In August I thought I am nearing the end of the abuse. I have integrated my father in June; in July I realized the truth about my mother and the sexual part of the abuse did not affect me anymore. I felt positive and excited and knew good things were on its way.

Instead things got worse. A repetitive thought that said when it can’t get worse it does get worse kept going through my mind. At first I laughed it off and thought, well the worse that can happen was death and I am not scared of death. And anyway I have been through the worse, so what else could there be.

My life started to get out of control when I was overwhelmed by fear. It was a cycle of chills that went through my body, perspiring and then fearful thoughts. This cycle was intense and repeated itself for 3 days. The thought when it can’t get worse it does get worse intensified. And then another realization, I cannot die. Over and over in my head it went: “When things can’t get worse it does get worse and I cannot die.” This brought a lot of anxiety.

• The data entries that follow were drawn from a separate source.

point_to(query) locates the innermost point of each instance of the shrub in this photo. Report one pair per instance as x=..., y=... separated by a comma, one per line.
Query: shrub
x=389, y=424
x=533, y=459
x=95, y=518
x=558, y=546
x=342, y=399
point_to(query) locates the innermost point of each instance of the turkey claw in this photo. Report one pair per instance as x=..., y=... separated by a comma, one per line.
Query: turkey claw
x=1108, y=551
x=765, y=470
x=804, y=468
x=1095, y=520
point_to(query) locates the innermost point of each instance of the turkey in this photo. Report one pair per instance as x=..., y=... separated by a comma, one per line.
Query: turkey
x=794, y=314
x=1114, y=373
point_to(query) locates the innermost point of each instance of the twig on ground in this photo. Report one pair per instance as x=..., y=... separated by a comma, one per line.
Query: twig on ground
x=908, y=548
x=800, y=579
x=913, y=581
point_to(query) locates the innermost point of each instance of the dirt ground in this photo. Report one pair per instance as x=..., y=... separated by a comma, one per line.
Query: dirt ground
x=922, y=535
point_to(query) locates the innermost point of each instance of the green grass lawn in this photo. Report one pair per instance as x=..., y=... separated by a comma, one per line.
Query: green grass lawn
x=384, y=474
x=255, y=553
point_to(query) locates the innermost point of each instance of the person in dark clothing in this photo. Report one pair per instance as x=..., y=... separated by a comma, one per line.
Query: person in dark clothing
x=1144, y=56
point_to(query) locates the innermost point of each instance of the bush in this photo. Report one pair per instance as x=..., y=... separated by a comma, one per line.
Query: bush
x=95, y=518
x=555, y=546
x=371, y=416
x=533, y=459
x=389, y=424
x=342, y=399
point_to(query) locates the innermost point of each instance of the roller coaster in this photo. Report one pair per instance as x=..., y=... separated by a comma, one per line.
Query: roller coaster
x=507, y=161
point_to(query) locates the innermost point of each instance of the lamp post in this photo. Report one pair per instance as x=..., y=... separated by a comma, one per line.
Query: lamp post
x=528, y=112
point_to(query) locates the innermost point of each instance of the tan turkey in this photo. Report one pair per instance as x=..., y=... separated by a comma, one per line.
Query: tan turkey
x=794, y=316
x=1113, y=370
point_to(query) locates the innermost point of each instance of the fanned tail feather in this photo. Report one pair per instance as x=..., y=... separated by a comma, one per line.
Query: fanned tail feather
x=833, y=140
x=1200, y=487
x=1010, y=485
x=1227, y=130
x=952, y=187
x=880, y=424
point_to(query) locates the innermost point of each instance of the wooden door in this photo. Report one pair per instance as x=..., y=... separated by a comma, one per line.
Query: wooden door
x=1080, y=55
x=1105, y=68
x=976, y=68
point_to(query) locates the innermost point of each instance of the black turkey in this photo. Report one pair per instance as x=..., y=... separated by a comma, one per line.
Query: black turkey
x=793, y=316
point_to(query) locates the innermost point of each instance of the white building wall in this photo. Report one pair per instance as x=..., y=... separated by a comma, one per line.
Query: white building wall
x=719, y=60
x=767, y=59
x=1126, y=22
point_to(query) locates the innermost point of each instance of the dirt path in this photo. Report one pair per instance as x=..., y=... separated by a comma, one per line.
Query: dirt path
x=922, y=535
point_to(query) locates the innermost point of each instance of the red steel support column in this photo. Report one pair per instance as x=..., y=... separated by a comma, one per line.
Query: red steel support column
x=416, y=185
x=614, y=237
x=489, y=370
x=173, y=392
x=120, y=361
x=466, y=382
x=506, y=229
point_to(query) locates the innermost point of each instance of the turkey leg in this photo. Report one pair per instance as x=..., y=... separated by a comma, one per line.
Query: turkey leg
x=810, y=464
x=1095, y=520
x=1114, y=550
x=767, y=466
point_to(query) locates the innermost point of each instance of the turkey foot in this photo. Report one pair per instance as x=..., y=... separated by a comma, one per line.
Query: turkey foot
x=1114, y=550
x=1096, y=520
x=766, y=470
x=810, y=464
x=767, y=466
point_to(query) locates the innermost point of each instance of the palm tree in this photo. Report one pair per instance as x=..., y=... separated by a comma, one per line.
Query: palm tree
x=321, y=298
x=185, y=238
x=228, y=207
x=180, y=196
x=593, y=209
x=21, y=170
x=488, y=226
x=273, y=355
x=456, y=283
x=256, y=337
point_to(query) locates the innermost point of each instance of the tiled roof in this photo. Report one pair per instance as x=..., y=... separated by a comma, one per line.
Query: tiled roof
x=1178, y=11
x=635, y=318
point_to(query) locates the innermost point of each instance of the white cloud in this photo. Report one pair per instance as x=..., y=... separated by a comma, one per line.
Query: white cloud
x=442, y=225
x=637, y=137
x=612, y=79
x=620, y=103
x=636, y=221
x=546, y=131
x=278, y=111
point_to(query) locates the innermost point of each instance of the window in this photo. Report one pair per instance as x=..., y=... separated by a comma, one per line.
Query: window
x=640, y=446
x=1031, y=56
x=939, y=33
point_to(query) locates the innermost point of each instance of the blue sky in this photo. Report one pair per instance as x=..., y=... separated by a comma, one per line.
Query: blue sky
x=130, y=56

All of a sudden I realized that I am in love for the first time in my life. I fell in love with a man that I could not understand why, because in my mind he was the last man I would go for. When I am with him I fell apart inside. This triggered my sexuality, which was like an explosion. I experienced feelings in my body and erotic fantasies I never had before. It was obsessive every moment of the day and I was convinced I lost my mind.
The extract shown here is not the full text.